Research Paper Volume 12, Issue 14 pp 15050—15057
Establishing a density-based method to separate proliferating and senescent cells from bone marrow stromal cells
- 1 Department of Orthopedics, Tongji Hospital, Tongji Medical College, Huazhong University of Science and Technology, Wuhan, China
- 2 Department of Orthopaedics, Shanghai East Hospital, Tongji University School of Medicine, Shanghai, China
- 3 Department of Physiology Biomedical Engineering, Division of Geriatric Medicine and Gerontology, and the Robert and Arlene Kogod Center on Aging, Mayo Clinic, Rochester, MN 55905, USA
Received: February 21, 2020 Accepted: May 27, 2020 Published: July 25, 2020https://doi.org/10.18632/aging.103569
How to Cite
Copyright © 2020 Xu et al. This is an open-access article distributed under the terms of the Creative Commons Attribution License (CC BY 3.0), which permits unrestricted use, distribution, and reproduction in any medium, provided the original author and source are credited.

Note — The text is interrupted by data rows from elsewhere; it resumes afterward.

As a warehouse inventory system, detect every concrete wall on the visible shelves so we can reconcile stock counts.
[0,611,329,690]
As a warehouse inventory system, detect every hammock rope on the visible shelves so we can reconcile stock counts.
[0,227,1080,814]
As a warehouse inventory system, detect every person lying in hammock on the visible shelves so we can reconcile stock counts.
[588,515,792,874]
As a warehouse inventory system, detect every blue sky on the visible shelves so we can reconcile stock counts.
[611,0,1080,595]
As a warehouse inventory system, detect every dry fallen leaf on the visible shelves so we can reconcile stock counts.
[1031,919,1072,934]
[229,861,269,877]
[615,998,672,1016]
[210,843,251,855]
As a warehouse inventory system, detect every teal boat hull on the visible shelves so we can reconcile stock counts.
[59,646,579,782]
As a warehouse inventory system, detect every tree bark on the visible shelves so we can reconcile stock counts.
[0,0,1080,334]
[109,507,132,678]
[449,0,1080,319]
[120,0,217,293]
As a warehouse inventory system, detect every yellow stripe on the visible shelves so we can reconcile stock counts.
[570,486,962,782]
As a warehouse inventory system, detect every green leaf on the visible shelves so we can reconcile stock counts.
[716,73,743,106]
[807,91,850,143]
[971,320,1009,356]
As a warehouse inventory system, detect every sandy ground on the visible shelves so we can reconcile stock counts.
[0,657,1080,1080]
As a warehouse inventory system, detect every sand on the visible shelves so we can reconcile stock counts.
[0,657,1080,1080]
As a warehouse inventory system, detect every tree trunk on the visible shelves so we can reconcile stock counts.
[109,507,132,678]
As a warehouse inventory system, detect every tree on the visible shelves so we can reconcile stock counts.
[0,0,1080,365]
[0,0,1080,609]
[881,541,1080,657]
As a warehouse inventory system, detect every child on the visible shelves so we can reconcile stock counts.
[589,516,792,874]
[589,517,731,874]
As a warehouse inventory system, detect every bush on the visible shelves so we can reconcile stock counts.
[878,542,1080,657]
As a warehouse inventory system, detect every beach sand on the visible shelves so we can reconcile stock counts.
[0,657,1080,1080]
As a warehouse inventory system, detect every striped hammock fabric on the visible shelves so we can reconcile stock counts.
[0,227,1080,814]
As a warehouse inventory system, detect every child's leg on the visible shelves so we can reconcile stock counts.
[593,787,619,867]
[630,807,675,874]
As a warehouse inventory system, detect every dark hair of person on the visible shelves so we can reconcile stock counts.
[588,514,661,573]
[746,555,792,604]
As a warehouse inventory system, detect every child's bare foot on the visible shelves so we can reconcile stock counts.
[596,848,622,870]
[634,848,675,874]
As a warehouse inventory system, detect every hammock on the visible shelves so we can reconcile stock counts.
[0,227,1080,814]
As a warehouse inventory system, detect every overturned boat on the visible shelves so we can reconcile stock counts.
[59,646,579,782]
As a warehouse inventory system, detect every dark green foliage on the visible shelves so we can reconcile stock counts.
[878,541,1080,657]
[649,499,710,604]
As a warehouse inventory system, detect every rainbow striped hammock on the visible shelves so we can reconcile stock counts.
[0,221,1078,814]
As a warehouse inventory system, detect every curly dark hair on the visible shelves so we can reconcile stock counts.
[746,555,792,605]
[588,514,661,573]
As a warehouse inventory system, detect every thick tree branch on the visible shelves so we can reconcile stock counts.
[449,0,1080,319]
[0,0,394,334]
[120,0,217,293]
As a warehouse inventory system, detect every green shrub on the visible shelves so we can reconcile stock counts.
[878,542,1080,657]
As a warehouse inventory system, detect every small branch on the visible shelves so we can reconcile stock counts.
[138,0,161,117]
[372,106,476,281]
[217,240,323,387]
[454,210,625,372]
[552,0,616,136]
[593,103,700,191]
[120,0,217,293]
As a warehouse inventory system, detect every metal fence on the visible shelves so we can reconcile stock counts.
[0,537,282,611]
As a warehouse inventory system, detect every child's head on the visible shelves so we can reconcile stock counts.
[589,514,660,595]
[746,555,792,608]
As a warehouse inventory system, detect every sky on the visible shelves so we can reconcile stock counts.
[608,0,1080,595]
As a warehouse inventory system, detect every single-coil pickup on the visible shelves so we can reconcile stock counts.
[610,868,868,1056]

To assist in the study of cellular aging, we established a new method of enriching physiologically aged bone marrow stromal cells (BMSCs) in animals of any age using a Percoll density gradient centrifugation technique. BMSCs from mice 2 months of age were isolated, and their cellular age determined (over 80% Scal-1+ CD29+ CD11b- CD45- CD105- and able to differentiate into osteoblasts, adipocytes, and chondrocytes). As proof –of principle, cells were aged in vitro and confirmed by low bromodeoxyuridine (BrdU) incorporation and senescence-associated β-galactosidase (SA-β-gal) staining. Proliferating cells were enriched in high-density gradient layers, and senescent cells were enriched in low-density gradient layers. We confirmed that over 80% of cells from the low-density gradient layer were senescent with SA-β-gal staining and telomere dysfunction-induced foci (TIF) assay. This density-based method, which can separate proliferating and senescent BMSCs, could be used to study mechanisms of physiologic cell aging and may have implications for the use of BMSCs in clinical transplant applications.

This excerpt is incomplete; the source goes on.